Tehran, Oct 27, IRNA -- Caspian Sea is seeing more than 90 percent of
its exotic delicacy caviar resources having long gone, it was
announced at a trans-Caspian seminar held in the northern Iranian city
of Rasht, press said Sunday.
They quoted the head of an institute for study on sturgeon fish,
Mohammad Pour-Kazemi, as telling the seminar that the population of
Beluga sturgeon fish -- the source of 90 percent of black caviar --
was in danger of extinction more than any time because of poaching.

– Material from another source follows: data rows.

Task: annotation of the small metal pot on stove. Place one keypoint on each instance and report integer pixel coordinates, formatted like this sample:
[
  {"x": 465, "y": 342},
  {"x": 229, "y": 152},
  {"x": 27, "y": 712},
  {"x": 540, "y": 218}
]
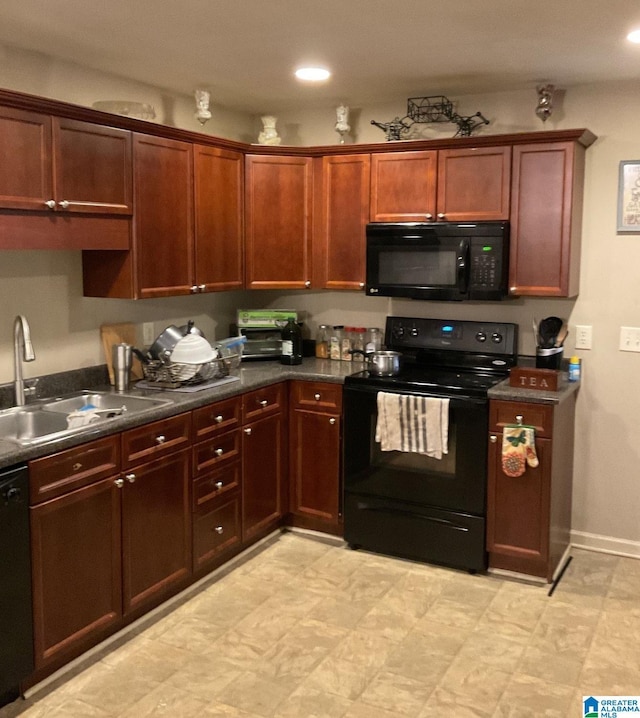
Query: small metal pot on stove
[{"x": 381, "y": 363}]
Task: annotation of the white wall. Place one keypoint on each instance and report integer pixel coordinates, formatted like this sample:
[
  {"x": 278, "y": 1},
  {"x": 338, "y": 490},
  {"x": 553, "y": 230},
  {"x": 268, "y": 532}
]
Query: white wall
[{"x": 46, "y": 286}]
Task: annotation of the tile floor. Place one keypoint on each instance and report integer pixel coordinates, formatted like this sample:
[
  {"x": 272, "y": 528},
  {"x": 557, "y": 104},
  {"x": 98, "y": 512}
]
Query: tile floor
[{"x": 309, "y": 629}]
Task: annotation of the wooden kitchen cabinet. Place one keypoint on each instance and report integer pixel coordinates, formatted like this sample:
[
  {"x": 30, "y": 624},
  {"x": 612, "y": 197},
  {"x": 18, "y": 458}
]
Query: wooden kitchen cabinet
[
  {"x": 315, "y": 450},
  {"x": 342, "y": 213},
  {"x": 546, "y": 219},
  {"x": 454, "y": 185},
  {"x": 219, "y": 213},
  {"x": 278, "y": 221},
  {"x": 264, "y": 460},
  {"x": 55, "y": 170},
  {"x": 156, "y": 531},
  {"x": 529, "y": 516},
  {"x": 76, "y": 550}
]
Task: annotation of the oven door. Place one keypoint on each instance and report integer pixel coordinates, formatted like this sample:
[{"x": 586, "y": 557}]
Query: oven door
[{"x": 457, "y": 482}]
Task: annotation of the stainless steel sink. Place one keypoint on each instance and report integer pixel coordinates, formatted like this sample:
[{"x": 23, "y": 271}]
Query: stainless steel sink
[{"x": 46, "y": 420}]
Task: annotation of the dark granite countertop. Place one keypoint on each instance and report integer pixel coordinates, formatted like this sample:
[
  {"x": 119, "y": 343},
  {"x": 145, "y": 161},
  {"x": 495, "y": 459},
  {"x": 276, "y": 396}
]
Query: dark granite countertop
[{"x": 252, "y": 375}]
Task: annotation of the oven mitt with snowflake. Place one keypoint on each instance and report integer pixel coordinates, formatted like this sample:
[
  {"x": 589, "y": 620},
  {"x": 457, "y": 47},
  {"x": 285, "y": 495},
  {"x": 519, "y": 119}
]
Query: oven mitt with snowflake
[{"x": 518, "y": 449}]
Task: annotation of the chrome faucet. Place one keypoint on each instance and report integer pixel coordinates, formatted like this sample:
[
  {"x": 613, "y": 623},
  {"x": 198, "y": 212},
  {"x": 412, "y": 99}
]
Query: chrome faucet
[{"x": 21, "y": 338}]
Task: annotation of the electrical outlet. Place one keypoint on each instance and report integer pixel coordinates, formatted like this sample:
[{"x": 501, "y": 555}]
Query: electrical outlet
[
  {"x": 148, "y": 333},
  {"x": 630, "y": 339},
  {"x": 584, "y": 336}
]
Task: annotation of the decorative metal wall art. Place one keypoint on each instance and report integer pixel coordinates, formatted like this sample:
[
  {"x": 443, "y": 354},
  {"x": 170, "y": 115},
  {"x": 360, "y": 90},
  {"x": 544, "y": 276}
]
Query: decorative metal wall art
[
  {"x": 545, "y": 101},
  {"x": 423, "y": 110}
]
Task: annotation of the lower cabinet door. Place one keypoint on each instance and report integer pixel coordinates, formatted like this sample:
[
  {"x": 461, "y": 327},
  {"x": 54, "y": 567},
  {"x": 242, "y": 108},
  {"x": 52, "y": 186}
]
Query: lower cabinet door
[
  {"x": 262, "y": 475},
  {"x": 76, "y": 554},
  {"x": 156, "y": 530}
]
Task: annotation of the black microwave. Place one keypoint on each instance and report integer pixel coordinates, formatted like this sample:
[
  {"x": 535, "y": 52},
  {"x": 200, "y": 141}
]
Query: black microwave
[{"x": 446, "y": 261}]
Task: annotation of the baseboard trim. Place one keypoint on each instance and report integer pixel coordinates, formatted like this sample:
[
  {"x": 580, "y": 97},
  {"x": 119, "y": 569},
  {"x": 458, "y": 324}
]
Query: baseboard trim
[{"x": 605, "y": 544}]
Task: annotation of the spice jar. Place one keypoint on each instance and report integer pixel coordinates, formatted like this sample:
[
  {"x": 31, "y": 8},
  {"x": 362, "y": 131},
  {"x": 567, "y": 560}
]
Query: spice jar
[{"x": 322, "y": 341}]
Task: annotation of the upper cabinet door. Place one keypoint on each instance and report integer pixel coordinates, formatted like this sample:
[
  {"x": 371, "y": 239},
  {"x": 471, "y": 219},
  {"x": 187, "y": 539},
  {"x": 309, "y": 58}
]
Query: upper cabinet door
[
  {"x": 339, "y": 242},
  {"x": 473, "y": 184},
  {"x": 403, "y": 186},
  {"x": 26, "y": 176},
  {"x": 218, "y": 218},
  {"x": 546, "y": 219},
  {"x": 163, "y": 222},
  {"x": 278, "y": 221},
  {"x": 93, "y": 168}
]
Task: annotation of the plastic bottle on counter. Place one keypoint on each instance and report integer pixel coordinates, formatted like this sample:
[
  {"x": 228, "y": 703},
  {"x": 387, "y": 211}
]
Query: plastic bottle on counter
[
  {"x": 357, "y": 343},
  {"x": 291, "y": 343},
  {"x": 346, "y": 344},
  {"x": 373, "y": 340},
  {"x": 335, "y": 343},
  {"x": 574, "y": 369},
  {"x": 322, "y": 341}
]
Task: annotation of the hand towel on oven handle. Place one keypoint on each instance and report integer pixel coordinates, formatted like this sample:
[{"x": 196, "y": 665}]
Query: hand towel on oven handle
[
  {"x": 518, "y": 449},
  {"x": 411, "y": 423}
]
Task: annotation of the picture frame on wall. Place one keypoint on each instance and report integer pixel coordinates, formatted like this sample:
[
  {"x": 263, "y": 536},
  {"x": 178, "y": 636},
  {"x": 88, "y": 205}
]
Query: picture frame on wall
[{"x": 629, "y": 196}]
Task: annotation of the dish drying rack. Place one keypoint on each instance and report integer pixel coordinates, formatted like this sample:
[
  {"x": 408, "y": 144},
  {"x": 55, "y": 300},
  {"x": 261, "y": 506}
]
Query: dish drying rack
[{"x": 173, "y": 375}]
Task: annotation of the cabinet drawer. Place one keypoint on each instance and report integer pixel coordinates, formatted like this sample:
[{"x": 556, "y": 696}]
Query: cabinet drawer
[
  {"x": 74, "y": 468},
  {"x": 217, "y": 418},
  {"x": 262, "y": 401},
  {"x": 317, "y": 395},
  {"x": 217, "y": 450},
  {"x": 210, "y": 490},
  {"x": 151, "y": 441},
  {"x": 216, "y": 530},
  {"x": 540, "y": 416}
]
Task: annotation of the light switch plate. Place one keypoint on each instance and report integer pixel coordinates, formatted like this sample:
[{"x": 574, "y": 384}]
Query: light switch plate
[
  {"x": 584, "y": 336},
  {"x": 630, "y": 339}
]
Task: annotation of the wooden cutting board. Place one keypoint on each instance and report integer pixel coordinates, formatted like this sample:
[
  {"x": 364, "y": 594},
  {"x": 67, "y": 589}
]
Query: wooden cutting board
[{"x": 118, "y": 334}]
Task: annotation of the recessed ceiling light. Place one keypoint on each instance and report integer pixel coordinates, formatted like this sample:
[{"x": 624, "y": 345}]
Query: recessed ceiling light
[{"x": 312, "y": 74}]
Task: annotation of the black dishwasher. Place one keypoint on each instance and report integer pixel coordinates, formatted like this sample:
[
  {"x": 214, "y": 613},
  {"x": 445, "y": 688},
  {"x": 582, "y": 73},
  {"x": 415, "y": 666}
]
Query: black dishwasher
[{"x": 16, "y": 626}]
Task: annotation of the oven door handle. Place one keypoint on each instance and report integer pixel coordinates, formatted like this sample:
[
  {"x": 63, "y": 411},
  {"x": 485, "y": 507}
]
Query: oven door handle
[
  {"x": 462, "y": 267},
  {"x": 431, "y": 519}
]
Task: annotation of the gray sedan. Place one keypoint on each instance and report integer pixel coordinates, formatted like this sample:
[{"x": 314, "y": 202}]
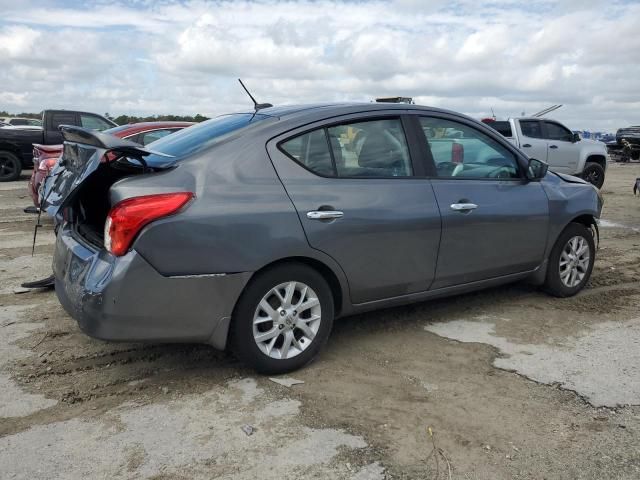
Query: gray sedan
[{"x": 256, "y": 230}]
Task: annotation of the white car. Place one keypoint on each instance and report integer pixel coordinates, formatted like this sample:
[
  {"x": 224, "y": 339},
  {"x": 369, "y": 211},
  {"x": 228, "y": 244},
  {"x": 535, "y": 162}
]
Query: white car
[{"x": 553, "y": 143}]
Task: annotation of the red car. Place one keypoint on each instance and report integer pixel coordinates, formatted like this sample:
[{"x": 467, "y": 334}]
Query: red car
[{"x": 45, "y": 156}]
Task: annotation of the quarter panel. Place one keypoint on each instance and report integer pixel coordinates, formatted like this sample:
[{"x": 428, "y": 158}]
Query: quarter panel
[{"x": 240, "y": 220}]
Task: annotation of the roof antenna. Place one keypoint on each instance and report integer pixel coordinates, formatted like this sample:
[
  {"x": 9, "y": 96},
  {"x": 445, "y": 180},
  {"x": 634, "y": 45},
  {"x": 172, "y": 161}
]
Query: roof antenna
[{"x": 256, "y": 105}]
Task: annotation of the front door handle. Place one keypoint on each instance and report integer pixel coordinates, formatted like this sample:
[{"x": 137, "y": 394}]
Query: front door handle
[
  {"x": 324, "y": 214},
  {"x": 463, "y": 207}
]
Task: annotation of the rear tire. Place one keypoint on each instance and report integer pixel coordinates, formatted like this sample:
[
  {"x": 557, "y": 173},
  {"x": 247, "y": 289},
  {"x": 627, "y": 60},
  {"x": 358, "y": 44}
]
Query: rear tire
[
  {"x": 594, "y": 174},
  {"x": 274, "y": 328},
  {"x": 10, "y": 166},
  {"x": 571, "y": 261}
]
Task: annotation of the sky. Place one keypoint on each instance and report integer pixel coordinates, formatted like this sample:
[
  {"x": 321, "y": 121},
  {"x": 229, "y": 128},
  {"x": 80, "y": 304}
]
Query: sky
[{"x": 184, "y": 57}]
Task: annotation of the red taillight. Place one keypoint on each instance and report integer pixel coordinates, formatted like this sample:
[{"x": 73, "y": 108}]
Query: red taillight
[
  {"x": 457, "y": 153},
  {"x": 47, "y": 164},
  {"x": 126, "y": 219}
]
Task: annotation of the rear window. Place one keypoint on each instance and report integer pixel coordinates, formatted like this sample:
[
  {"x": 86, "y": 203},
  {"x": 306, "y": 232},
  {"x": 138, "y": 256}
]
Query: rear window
[
  {"x": 503, "y": 128},
  {"x": 58, "y": 119},
  {"x": 204, "y": 135}
]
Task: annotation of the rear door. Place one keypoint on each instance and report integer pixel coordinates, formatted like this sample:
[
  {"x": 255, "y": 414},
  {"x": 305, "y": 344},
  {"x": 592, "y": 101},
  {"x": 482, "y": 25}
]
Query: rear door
[
  {"x": 532, "y": 141},
  {"x": 563, "y": 153},
  {"x": 494, "y": 222},
  {"x": 362, "y": 200}
]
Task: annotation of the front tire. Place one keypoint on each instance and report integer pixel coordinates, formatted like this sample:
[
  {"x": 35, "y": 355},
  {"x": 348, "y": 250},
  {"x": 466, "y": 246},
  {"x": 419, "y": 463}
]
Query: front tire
[
  {"x": 283, "y": 319},
  {"x": 594, "y": 174},
  {"x": 10, "y": 167},
  {"x": 571, "y": 261}
]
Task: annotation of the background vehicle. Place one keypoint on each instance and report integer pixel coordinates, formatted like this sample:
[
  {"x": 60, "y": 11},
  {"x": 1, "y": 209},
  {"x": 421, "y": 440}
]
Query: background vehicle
[
  {"x": 45, "y": 156},
  {"x": 553, "y": 143},
  {"x": 258, "y": 229},
  {"x": 626, "y": 146},
  {"x": 16, "y": 144},
  {"x": 17, "y": 121}
]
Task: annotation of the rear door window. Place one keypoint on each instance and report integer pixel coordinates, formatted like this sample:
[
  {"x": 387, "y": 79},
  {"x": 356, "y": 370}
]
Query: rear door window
[
  {"x": 503, "y": 128},
  {"x": 558, "y": 132},
  {"x": 366, "y": 149},
  {"x": 531, "y": 128},
  {"x": 461, "y": 151}
]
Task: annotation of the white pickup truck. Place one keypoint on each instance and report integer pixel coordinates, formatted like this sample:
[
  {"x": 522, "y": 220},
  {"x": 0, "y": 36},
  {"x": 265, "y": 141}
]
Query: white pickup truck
[{"x": 555, "y": 144}]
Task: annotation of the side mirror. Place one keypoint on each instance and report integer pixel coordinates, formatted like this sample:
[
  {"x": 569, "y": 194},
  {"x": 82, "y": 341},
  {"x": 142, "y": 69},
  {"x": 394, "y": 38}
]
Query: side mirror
[{"x": 536, "y": 169}]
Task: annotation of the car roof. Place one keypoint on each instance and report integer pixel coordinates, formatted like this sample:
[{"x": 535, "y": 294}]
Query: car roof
[
  {"x": 133, "y": 128},
  {"x": 343, "y": 108}
]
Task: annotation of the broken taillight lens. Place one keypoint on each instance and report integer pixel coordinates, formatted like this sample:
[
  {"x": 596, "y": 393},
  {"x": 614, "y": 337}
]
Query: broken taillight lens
[{"x": 127, "y": 218}]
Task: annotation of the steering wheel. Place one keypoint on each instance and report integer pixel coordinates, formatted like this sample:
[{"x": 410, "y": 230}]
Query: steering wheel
[{"x": 501, "y": 172}]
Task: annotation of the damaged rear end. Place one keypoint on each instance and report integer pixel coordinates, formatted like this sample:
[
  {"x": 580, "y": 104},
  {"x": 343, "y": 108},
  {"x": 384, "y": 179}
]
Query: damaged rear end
[{"x": 101, "y": 280}]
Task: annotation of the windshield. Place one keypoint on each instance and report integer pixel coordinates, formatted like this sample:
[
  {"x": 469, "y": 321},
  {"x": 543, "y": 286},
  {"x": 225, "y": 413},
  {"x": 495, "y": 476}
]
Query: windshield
[{"x": 204, "y": 135}]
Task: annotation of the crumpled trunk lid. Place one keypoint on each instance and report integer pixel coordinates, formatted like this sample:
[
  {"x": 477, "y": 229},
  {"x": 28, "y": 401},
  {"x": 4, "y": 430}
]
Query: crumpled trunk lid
[{"x": 83, "y": 152}]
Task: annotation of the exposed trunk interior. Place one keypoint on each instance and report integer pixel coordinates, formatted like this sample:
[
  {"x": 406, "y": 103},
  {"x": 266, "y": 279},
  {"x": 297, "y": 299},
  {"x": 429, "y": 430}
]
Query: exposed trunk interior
[{"x": 90, "y": 205}]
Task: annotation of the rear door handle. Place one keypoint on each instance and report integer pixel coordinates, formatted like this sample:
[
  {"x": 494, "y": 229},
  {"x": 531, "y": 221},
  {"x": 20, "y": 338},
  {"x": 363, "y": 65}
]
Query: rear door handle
[
  {"x": 463, "y": 207},
  {"x": 324, "y": 214}
]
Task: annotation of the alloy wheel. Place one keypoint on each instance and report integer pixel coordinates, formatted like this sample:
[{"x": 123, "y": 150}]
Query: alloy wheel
[
  {"x": 287, "y": 320},
  {"x": 574, "y": 261}
]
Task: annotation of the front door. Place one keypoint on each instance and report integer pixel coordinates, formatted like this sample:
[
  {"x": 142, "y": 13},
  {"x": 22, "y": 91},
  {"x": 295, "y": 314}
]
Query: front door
[
  {"x": 354, "y": 187},
  {"x": 494, "y": 222}
]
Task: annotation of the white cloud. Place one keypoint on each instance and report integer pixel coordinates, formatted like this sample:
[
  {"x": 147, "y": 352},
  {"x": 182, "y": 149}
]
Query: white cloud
[{"x": 183, "y": 57}]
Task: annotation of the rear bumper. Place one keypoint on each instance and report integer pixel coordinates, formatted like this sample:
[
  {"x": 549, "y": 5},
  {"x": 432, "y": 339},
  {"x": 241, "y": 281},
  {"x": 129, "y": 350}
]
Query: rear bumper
[{"x": 126, "y": 299}]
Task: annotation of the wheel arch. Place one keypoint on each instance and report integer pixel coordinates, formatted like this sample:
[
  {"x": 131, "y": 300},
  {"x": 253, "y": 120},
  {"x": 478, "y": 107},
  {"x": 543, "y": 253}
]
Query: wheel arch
[{"x": 339, "y": 291}]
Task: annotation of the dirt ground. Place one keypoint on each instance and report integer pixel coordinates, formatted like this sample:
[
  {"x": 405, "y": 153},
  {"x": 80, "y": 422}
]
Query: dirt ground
[{"x": 514, "y": 384}]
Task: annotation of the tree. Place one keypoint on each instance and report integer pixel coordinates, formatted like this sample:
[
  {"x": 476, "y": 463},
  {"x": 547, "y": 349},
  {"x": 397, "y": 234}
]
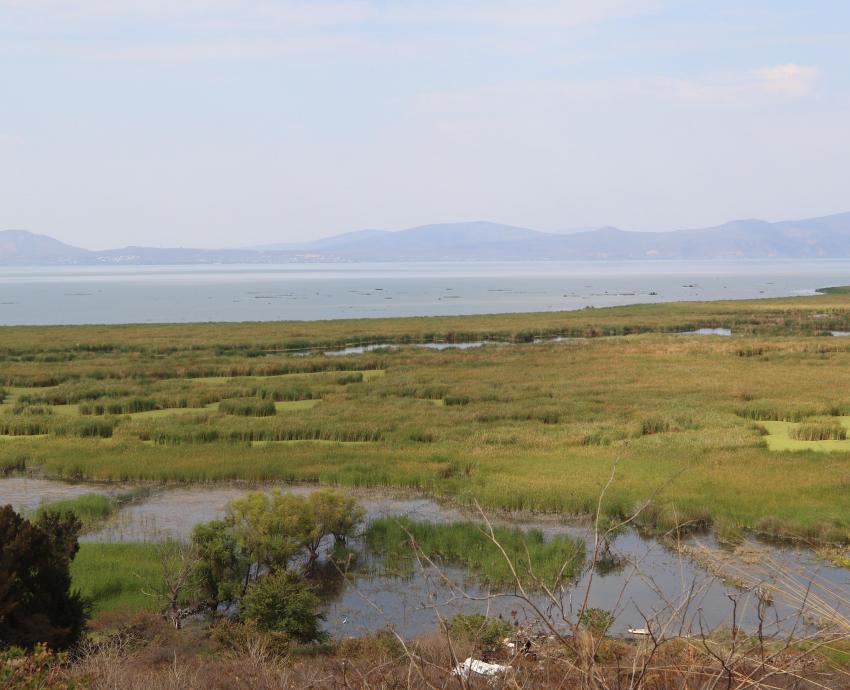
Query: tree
[
  {"x": 270, "y": 527},
  {"x": 36, "y": 601},
  {"x": 284, "y": 602},
  {"x": 179, "y": 563},
  {"x": 222, "y": 567},
  {"x": 333, "y": 513}
]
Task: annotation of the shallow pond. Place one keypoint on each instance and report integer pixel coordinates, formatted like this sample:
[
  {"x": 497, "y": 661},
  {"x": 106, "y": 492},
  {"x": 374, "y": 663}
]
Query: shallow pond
[
  {"x": 654, "y": 582},
  {"x": 709, "y": 331}
]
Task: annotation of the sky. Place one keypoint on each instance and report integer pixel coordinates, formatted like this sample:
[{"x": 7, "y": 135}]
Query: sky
[{"x": 223, "y": 123}]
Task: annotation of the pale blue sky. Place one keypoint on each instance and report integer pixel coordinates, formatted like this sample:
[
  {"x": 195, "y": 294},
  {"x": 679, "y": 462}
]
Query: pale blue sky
[{"x": 236, "y": 122}]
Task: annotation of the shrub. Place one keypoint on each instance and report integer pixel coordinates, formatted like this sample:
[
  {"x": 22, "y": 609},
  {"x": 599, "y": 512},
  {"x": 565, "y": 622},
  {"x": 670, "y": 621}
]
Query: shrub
[
  {"x": 284, "y": 602},
  {"x": 818, "y": 432},
  {"x": 597, "y": 621},
  {"x": 484, "y": 632},
  {"x": 248, "y": 407},
  {"x": 654, "y": 425},
  {"x": 36, "y": 602}
]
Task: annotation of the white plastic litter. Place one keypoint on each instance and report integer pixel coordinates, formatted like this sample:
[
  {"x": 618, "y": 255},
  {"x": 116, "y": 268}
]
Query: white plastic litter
[{"x": 481, "y": 668}]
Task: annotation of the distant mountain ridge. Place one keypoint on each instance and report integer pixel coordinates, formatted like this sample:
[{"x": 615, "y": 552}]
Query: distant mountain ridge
[{"x": 827, "y": 237}]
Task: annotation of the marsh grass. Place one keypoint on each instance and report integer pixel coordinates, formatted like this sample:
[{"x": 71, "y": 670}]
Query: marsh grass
[
  {"x": 537, "y": 431},
  {"x": 89, "y": 508},
  {"x": 248, "y": 407},
  {"x": 554, "y": 562},
  {"x": 113, "y": 576},
  {"x": 818, "y": 432}
]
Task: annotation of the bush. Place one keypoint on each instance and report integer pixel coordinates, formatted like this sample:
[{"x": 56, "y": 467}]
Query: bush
[
  {"x": 654, "y": 425},
  {"x": 597, "y": 621},
  {"x": 818, "y": 432},
  {"x": 284, "y": 602},
  {"x": 248, "y": 407},
  {"x": 36, "y": 602}
]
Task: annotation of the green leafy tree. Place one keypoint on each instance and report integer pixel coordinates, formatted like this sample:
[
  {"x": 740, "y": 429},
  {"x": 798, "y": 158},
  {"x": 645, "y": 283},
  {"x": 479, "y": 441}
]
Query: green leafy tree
[
  {"x": 284, "y": 602},
  {"x": 36, "y": 601},
  {"x": 331, "y": 512},
  {"x": 222, "y": 567},
  {"x": 271, "y": 527}
]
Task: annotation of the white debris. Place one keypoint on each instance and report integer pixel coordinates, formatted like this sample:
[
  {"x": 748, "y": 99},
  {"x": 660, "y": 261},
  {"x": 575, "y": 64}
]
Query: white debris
[{"x": 481, "y": 668}]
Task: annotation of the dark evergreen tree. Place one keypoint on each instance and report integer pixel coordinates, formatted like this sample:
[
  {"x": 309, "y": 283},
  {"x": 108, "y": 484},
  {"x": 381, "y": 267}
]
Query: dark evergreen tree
[{"x": 36, "y": 601}]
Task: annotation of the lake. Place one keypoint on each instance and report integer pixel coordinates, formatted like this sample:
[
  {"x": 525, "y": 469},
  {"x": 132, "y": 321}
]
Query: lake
[{"x": 179, "y": 294}]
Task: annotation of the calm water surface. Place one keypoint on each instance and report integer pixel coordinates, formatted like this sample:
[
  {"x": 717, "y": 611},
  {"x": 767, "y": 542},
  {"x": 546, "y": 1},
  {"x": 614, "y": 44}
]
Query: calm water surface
[
  {"x": 653, "y": 578},
  {"x": 139, "y": 294}
]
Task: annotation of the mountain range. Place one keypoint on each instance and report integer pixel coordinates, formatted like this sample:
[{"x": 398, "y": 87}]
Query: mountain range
[{"x": 813, "y": 238}]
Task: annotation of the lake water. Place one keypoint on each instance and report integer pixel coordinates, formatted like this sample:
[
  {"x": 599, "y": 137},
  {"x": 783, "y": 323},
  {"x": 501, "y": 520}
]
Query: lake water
[
  {"x": 653, "y": 582},
  {"x": 141, "y": 294}
]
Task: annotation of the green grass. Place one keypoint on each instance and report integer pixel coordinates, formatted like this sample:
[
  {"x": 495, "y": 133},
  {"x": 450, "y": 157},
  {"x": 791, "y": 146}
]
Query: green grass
[
  {"x": 536, "y": 561},
  {"x": 89, "y": 508},
  {"x": 818, "y": 432},
  {"x": 534, "y": 427},
  {"x": 787, "y": 436},
  {"x": 112, "y": 576}
]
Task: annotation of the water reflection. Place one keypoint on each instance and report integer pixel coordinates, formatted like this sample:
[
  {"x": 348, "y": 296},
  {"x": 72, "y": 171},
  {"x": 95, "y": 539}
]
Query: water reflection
[{"x": 643, "y": 579}]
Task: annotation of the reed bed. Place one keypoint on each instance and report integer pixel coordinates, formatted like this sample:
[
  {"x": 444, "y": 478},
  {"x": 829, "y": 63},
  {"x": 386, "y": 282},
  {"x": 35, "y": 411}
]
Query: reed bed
[
  {"x": 533, "y": 427},
  {"x": 538, "y": 562}
]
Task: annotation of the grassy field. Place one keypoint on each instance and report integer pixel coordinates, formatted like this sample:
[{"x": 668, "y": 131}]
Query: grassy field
[
  {"x": 708, "y": 420},
  {"x": 113, "y": 576}
]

"The extraction of caviar in the Caspian Sea has dropped to 145
tons in 2002 down from 3,000 tons in 1985 because of irregular
poaching," he was cited as telling the seminar.
According to experts, sturgeon fish are unique prehistoric
creatures which predate even dinosaurs. Until decades ago, it was
not unusual for a sturgeon fish to live 200 years and weigh a ton.
But, today they hardly outlive their first spawning at age 10.
In June, 2001, the UN Convention on International Trade in
Endangered Species (CITES) issued a moratorium for Russia,
Kazakhstan, Turkmenistan and Azerbaijan -- the four main producers of
the world caviar -- to halt sturgeon fishing or face a ban on their
exports of caviar.
The CITES, however, exempted Iran, citing its effective
conservation and policing of its fisheries.
Apart from poaching and disappearance of spawning sites, the
other cause of depletion in sturgeon stocks is environmental
pollution, mainly because of energy prospecting of the littoral
Caspian countries.
Press on Sunday reported that a massive oil slick caused by the
drowning of an Azeri cargo ship last Tuesday was heading toward lower
Iranian shores.
The Mercury was carrying a cargo of about 1,000 tons of crude oil
in railway carriages on its deck, as well as more than 50 people who
were killed after it went down in a storm.